The convergence profiles of the three compared algorithms on DTLZ problems with 200 decision variables are given in Fig. 5.

It can be observed that our proposed ADSAPSO converges faster than the other three compared algorithms on most problems. The results have demonstrated the superiority of our proposed ADSAPSO over the three compared algorithms on EMOPs in terms of convergence speed.

Figure 6 presents the archive Arc achieved by the ADSAPSO, MOEA/D-EGO and K-RVEA on bi-objective DTLZ1 with 50 decision variables at 500 evaluations (Initial archive), 750 evaluations (Interim archive), and 1000 evaluations (Final archive) to visualize the experimental results more intuitively.

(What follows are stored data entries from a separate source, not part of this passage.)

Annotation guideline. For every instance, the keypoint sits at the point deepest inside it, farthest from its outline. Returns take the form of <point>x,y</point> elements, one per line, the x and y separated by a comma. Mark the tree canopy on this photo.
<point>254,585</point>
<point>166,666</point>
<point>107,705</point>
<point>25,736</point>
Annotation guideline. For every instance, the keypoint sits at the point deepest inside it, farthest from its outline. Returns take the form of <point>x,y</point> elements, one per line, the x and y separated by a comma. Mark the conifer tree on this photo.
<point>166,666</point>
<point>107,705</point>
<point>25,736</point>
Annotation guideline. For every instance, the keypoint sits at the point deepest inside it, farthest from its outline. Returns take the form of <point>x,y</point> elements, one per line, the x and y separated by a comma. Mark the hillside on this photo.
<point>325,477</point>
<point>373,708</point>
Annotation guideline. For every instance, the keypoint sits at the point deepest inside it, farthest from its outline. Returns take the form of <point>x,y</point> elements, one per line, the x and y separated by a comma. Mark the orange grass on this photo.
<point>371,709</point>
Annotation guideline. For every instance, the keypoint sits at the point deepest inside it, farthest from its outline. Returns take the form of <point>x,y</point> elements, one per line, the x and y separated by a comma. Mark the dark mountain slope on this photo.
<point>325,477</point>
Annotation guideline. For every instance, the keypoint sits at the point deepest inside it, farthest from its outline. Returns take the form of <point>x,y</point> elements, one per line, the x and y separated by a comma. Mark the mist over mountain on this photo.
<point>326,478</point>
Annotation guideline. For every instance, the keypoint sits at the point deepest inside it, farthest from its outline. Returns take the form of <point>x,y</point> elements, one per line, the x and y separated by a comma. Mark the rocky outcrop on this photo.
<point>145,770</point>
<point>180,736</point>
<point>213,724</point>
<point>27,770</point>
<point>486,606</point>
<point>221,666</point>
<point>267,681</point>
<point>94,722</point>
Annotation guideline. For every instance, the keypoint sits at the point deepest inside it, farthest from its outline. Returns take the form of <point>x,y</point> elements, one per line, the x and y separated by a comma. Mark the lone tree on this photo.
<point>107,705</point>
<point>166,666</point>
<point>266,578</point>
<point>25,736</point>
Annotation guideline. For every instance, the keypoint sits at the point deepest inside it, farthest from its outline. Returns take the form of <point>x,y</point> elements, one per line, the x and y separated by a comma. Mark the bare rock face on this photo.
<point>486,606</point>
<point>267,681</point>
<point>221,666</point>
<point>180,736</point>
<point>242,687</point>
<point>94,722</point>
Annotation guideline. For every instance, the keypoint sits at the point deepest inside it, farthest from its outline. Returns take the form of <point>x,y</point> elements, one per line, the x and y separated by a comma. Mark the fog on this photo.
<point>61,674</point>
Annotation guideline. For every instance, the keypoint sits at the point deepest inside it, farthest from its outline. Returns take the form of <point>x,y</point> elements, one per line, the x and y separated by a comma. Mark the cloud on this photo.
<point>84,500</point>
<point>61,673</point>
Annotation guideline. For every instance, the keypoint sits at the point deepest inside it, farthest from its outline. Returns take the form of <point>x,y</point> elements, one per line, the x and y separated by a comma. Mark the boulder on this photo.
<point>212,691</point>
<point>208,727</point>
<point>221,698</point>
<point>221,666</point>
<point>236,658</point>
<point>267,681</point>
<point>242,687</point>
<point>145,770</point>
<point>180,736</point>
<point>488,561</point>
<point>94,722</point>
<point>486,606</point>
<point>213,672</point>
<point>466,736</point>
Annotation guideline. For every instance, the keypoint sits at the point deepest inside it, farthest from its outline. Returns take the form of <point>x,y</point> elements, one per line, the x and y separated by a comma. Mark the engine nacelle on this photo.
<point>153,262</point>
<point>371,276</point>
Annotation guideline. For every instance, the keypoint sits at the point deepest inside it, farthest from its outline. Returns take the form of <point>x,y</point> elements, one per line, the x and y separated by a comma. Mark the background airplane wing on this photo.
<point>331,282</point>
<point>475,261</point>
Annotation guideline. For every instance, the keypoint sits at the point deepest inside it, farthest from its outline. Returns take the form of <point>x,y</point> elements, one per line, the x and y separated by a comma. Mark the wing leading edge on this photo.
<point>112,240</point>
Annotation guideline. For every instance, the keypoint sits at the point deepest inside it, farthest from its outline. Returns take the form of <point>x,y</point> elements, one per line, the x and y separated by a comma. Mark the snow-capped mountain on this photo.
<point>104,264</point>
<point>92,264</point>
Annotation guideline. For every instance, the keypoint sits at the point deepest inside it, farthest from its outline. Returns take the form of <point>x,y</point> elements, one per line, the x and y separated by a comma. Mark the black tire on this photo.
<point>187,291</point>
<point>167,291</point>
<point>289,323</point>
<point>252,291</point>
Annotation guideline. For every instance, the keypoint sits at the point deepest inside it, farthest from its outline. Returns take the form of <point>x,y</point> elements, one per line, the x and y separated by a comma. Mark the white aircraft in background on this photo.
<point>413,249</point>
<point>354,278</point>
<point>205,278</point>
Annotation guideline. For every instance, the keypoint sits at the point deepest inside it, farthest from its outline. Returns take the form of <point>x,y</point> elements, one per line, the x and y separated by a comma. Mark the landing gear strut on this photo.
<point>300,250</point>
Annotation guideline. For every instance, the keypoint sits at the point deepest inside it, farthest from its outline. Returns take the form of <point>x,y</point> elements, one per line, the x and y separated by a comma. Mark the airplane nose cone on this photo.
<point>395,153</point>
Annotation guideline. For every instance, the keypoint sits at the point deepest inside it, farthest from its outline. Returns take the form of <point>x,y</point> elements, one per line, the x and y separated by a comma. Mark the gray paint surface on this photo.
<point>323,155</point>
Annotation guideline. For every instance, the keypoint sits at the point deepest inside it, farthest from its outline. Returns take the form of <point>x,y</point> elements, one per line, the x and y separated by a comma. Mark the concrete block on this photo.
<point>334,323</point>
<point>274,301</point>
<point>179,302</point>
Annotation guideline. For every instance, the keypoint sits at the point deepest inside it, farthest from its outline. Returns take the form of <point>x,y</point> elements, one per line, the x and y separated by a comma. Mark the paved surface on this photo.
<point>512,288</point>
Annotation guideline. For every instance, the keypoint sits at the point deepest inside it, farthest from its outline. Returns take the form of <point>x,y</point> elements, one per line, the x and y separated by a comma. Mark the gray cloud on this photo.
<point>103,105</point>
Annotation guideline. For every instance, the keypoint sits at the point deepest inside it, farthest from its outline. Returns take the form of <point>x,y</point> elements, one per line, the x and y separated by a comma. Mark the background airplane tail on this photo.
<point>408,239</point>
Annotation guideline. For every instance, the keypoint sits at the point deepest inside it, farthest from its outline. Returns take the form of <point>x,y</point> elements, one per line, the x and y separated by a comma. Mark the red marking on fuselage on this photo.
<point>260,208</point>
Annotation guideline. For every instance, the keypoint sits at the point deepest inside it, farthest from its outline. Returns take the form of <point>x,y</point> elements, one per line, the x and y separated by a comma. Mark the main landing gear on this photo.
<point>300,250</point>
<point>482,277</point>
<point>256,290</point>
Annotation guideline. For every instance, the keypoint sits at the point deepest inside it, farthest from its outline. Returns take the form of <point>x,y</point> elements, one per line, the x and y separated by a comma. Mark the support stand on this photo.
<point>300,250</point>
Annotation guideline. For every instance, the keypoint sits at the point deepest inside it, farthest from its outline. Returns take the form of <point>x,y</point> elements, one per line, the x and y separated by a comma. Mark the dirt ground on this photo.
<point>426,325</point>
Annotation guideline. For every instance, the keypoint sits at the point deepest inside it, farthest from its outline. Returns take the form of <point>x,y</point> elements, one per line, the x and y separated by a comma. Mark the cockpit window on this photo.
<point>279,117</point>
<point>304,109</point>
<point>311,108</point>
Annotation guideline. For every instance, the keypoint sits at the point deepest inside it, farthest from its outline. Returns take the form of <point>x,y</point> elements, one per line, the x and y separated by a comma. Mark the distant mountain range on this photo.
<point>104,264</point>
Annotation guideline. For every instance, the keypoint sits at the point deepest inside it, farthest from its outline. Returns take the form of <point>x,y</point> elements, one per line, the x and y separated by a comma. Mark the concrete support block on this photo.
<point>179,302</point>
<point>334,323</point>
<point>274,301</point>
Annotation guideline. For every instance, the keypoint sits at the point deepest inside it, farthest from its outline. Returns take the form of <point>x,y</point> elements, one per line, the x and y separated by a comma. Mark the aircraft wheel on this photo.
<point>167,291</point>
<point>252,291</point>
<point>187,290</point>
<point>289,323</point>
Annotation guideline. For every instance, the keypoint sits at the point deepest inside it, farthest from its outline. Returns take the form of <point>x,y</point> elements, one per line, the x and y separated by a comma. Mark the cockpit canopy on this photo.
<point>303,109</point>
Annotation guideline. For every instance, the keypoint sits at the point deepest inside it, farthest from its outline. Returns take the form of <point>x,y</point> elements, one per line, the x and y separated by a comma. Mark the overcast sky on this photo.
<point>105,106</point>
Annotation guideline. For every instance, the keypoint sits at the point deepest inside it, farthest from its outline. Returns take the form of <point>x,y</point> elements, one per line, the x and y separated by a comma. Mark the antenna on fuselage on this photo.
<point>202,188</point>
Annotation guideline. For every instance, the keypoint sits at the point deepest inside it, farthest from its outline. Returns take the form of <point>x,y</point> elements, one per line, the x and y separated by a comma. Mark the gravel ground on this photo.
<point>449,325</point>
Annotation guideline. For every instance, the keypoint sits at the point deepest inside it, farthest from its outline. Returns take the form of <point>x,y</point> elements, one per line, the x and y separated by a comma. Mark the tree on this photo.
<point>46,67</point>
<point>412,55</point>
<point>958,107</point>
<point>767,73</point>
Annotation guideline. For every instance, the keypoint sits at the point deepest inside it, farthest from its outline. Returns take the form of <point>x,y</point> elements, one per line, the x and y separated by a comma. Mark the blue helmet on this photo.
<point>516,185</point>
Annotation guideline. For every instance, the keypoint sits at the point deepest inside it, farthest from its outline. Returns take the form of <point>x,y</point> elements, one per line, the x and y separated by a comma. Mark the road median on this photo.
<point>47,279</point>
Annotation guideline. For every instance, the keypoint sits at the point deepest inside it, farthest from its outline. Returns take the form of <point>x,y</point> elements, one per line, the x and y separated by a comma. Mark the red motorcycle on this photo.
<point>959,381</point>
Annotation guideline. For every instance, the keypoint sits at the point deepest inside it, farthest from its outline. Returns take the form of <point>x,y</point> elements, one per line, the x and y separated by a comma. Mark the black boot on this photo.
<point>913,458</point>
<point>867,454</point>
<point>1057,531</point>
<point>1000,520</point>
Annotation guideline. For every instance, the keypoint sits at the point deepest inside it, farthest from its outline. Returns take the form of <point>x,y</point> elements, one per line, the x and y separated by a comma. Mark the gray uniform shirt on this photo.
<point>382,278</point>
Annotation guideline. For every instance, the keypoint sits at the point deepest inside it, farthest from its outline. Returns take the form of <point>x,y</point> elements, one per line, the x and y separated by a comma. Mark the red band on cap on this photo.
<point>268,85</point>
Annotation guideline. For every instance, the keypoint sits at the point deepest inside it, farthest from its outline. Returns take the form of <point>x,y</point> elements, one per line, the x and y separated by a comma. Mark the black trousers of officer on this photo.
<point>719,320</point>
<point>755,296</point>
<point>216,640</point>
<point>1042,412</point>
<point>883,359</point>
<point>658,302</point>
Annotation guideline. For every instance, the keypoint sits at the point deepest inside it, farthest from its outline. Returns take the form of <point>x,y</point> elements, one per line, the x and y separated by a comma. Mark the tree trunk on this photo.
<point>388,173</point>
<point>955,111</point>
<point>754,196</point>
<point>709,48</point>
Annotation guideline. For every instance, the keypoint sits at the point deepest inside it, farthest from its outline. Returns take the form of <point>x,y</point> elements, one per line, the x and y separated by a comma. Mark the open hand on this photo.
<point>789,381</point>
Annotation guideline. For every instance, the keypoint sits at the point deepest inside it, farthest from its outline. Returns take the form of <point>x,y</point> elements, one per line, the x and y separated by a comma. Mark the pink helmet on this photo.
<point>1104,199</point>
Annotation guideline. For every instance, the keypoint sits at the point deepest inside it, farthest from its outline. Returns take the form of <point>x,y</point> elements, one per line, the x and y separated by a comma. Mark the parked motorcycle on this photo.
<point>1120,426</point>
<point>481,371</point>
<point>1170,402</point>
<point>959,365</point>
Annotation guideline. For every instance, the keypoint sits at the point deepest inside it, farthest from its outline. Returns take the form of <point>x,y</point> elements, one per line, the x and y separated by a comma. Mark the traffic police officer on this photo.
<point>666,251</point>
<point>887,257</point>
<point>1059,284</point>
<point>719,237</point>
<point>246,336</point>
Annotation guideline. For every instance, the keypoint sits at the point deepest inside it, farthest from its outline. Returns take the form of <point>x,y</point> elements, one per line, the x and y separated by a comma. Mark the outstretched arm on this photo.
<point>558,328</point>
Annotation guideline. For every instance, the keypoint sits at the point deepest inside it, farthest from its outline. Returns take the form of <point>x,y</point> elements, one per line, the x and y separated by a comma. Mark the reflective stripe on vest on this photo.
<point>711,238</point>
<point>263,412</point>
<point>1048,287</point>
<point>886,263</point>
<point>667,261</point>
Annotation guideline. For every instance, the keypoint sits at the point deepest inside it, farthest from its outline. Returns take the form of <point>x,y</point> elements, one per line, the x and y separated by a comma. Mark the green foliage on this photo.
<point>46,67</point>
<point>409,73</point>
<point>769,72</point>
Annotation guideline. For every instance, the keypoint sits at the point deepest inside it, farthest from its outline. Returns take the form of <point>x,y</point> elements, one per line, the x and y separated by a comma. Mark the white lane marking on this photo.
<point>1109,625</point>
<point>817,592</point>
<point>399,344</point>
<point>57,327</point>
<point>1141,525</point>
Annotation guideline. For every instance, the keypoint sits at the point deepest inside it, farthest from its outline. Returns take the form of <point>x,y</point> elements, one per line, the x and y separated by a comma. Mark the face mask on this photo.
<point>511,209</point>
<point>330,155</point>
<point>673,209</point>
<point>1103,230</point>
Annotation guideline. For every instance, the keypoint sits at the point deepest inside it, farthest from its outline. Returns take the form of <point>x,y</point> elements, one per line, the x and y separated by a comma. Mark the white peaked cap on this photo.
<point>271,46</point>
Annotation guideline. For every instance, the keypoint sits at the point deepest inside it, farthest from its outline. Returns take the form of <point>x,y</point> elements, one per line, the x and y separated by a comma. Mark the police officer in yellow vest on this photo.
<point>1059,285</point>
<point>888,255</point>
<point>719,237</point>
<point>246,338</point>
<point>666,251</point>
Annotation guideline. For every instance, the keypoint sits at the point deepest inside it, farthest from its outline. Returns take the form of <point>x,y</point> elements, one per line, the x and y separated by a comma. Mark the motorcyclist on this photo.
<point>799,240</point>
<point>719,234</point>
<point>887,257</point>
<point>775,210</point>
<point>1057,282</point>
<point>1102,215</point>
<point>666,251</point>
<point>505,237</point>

It can be observed that the archive obtained from ADSAPSO converges in several directions at a faster convergence rate in the early stage, and the convergence slows down in the later stage, but the population diversity increases. MOEA/D-EGO and K-RVEA hardly converge in the whole process. Overall, ADSAPSO has achieved the best results on these problems, where the obtained final archive Arc are best converged.

Fig. 5
figure 5

Convergence profiles of the three compared algorithms on DTLZ1–DTLZ7 with 200 decision variables

Fig. 6
figure 6

Arc obtained by the compared algorithms on bi-objective DTLZ1 with 50 decision variables at different stages of the evolution


In this paper, we have proposed an SAEA with adaptive dropout mechanism, called ADSAPSO, for solving high-dimensional EMOPs with up to 200 decision variables.

Generally, the adaptive dropout mechanism is used for selecting d-dimension decision variables from D-dimensional original decision variables. It can help build d-dimensional relatively high-precision RBF models, and the algorithm only needs to optimize the d-dimensional variables at each iteration. The infill criterion is adopted to select candidate individuals for re-evaluation, where the corresponding dimensions in k D-dimensional solutions are replaced by the k d-dimensional optimized individuals to form k new D-dimensional individuals.

Some systematic comparisons have been conducted on a set of EMOPs with up to 200 decision variables. First, we discuss the impact of different parameter \(\beta \) value on the algorithm and find \(\beta =0.5\) is the best. The proposed ADSAPSO is compared with three representative algorithms, i.e., MOEA/D-EGO, K-RVEA, and RM-MEDA, on test problems IMF and DTLZ. The experimental results indicate the superiority of ADSAPSO in solving EMOPs with high-dimension decision variables.

This paper indicates that ADSAPSO is promising in solving high-dimension EMOPs. Furthermore, it is promising to extend ADSAPSO to solving expensive large-scale multiobjective optimization problems [40] and expensive many-objective optimization problems. It is also desirable to apply it to real-world applications.